Erst kürzlich folgte Roland Hartwig. Nicht dem Parteiausschluss aber der fristlosen Entlassung aus dem Arbeitskreis Verfassungsschutz der AfD. Bei diesem Arbeitskreis geht es darum, wie mit dem Verfassungsschutz umgegangen werden soll und wie sich die Partei verhalten soll.
Hartwig gilt als ausgewiesener Experte in Sachen Verfassungsschutz und würde der AfD außerordentlich dienlich sein in Sachen VS. Doch Hartwig hatte den Parteiausschluss von Andreas Kalbitz kritisiert. Das reichte Meuthen, um sich seines schnellsten Pferdes im Stall zu entledigen.

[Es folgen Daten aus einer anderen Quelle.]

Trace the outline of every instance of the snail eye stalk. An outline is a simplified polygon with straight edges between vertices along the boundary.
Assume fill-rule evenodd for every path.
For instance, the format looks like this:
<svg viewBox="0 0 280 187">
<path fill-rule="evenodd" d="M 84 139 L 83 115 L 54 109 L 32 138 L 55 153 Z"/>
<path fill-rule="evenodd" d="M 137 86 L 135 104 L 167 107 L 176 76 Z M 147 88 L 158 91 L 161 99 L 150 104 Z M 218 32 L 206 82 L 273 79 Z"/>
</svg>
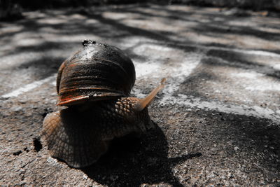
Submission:
<svg viewBox="0 0 280 187">
<path fill-rule="evenodd" d="M 140 101 L 136 104 L 135 110 L 138 111 L 141 111 L 150 105 L 150 104 L 155 99 L 155 95 L 163 88 L 164 88 L 164 82 L 166 81 L 166 78 L 164 78 L 160 81 L 160 84 L 150 92 L 150 93 L 144 99 L 140 99 Z"/>
</svg>

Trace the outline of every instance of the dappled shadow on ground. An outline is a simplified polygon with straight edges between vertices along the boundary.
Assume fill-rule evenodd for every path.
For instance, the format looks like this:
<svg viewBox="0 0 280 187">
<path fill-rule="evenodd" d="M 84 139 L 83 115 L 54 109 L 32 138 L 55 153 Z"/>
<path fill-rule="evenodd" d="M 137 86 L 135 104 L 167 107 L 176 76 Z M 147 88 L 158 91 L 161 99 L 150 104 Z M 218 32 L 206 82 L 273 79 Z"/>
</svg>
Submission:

Jörg Meuthen mag ein großartiger Redner und Argumentator sein, ein Stratege ist er keineswegs.

Bleibt nur zu hoffen, die AfD hat aus ihren vorherigen Fehlern gelernt, nämlich unmittelbar vor wichtigen Wahlen ihre Vorsitzenden zu entlassen.
Sei es seinerzeit Bernd Lucke, der gefeuert wurde, nachdem er mit dem Zeitpunkt eines Kredites von Olaf Henkel über eine Million Euro seine politischen Ansichten um 180 Grad drehte oder Frauke Petry, die gleiches tat. In dem Moment, ab dem sie mit Marcus Pretzell ins Bett stieg.

In diesem Jahr sind wieder Bundestagswahlen. Aber zuvor, im April, findet der Bundesparteitag der AfD statt.
Wird Meuthen gefeuert? Verpatzt die AfD wieder einmal ihre Chance auf gute bundesweite Wahlergebnisse, indem sie sich kurz vor der Wahl zerstreitet?
Oder wird man Meuthen noch ein Jahr aushalten und bis zum nächsten Bundesparteitag warten? Und wieviel Schaden kann Meuthen in einem Jahr noch anrichten?